A brilliant 2015 took unbeaten Brummie middleweight Tommy Langford to the cusp of contention. Now it’s time to transform rich potential into something more concrete.
The 26 year old former England amateur skipper dips his toes into 12 round championship waters for the first time next month when he fronts up to Dronfield’s decent Lewis Taylor in a quality clash for the vacant Commonwealth strap at Liverpool’s Echo Arena.
The fight serves as a tasty hors d’oeuvre to WBO World Lightweight Champion Terry Flanagan’s shootout with Derry Mathews.
‘Last year was fantastic for me,’ admits the articulate Devon born sports science graduate who has won 15 straight as a pro.
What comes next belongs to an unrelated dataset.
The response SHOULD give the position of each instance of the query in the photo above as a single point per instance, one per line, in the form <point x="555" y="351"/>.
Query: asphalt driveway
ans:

‘I had four good wins, won my first title (WBO Inter-Continental) and got a 10 rounder under my belt. Finally, my performances are getting me credit and other people are starting to agree that I’m as good as I always thought I was.
‘In addition to my fights, throughout the year I really benefitted from quality sparring with the likes of Chris Eubank Jr, Liam and Callum Smith, Hassan N’Dam N’Jikam and Liam Williams. Mixing with such quality lads has been vital for my learning.
‘Sparring fighters beneath my ability can be intense but it lacks the intelligence, the cuteness, the mental challenges. Against the calibre I’m sparring now, you can waste nothing because every little mistake gets punished. It’s been really beneficial for my development. I’ve always had good offence. This forces me to eradicate silly defensive mistakes.
‘I’ve got all the punches. Now I need to improve my ring generalship, develop a greater understanding of when to throw which punches. At this level, you can’t afford to get game plans wrong.’
A stylish, highly skilled operator, schooled by respected coach Tom Chaney in Hall Green, Langford has latterly added some bite to his often beautiful boxing. Four of his last six victims failed to cross the finishing tape though he concedes he is more a breaker of hearts than bones.
‘I’ve never professed to be a banger but my punches hurt and my work rate combined with my boxing ability makes me every bit as dangerous,’ says the diehard West Bromwich Albion fan.
‘When I’m constantly throwing and landing, opponents have got to defend or get out the way. It must be very frustrating, highly demoralising. You notice their heads drop mid fight. When I land four or five in a row, it’s exciting for the fans.’
Ominously, Langford’s career path continues to mimic that of fellow Baggie Richie Woodhall – the former WBC Super-Middleweight champion – with whom he is so frequently compared.
Tommy says: ‘It’s ironic that, like Richie, my first major title shot will be for the Commonwealth. Richie reigned on the Commonwealth throne for a long time, before adding European and world titles. Let’s hope the similarities continue.’
Having impressively dispatched imports from Mexico, Argentina and Poland in his last three gigs, the six footer squares off with 18-1-1 Derbyshire rival Taylor in a fight that would have been a fitting bill topper at any small hall venue in the Midlands.
‘I really enjoyed the attention of being main event at Wolverhampton Civic against Rios but it’s equally good to be part of these massive bills. Rather conveniently the Baggies are away at Everton that day so hopefully a lot of fans will stay up for my fight,’ says Langford who already holds the WBO Inter-Continental belt and a world ranking of six with the same governing body.
‘Cristian Rios, who I shut out in October, was Argentine champion and a very good fighter but not recognised on these shores. So fighting a top ten domestic rival from the same region heightens interest, gives the fans and press something to get their teeth into.
‘Lewis is a big tall middleweight like myself, a good stand up boxer with a decent jab. He’s pretty busy himself so the fans are likely to see an exciting fight, a good spectacle. I want to win in fights like that. It’s better for recognition.
‘But it’s a case of levels and I aim to show that I’m a grade above Taylor. He’ll find there’s a difference between throwing lots of shots at defensive minded journeyman and getting away with the same thing against a contender like me. I’ll punish his mistakes.
‘I WILL win but the manner I win is increasingly vital this year if I’m to throw my name into the hat for a world title challenge to Billy Joe Saunders.
‘I intend to deliver a performance that’ll separate myself from all the other domestic contenders. That will open doors for me. I’m confident I’ll force another stoppage.’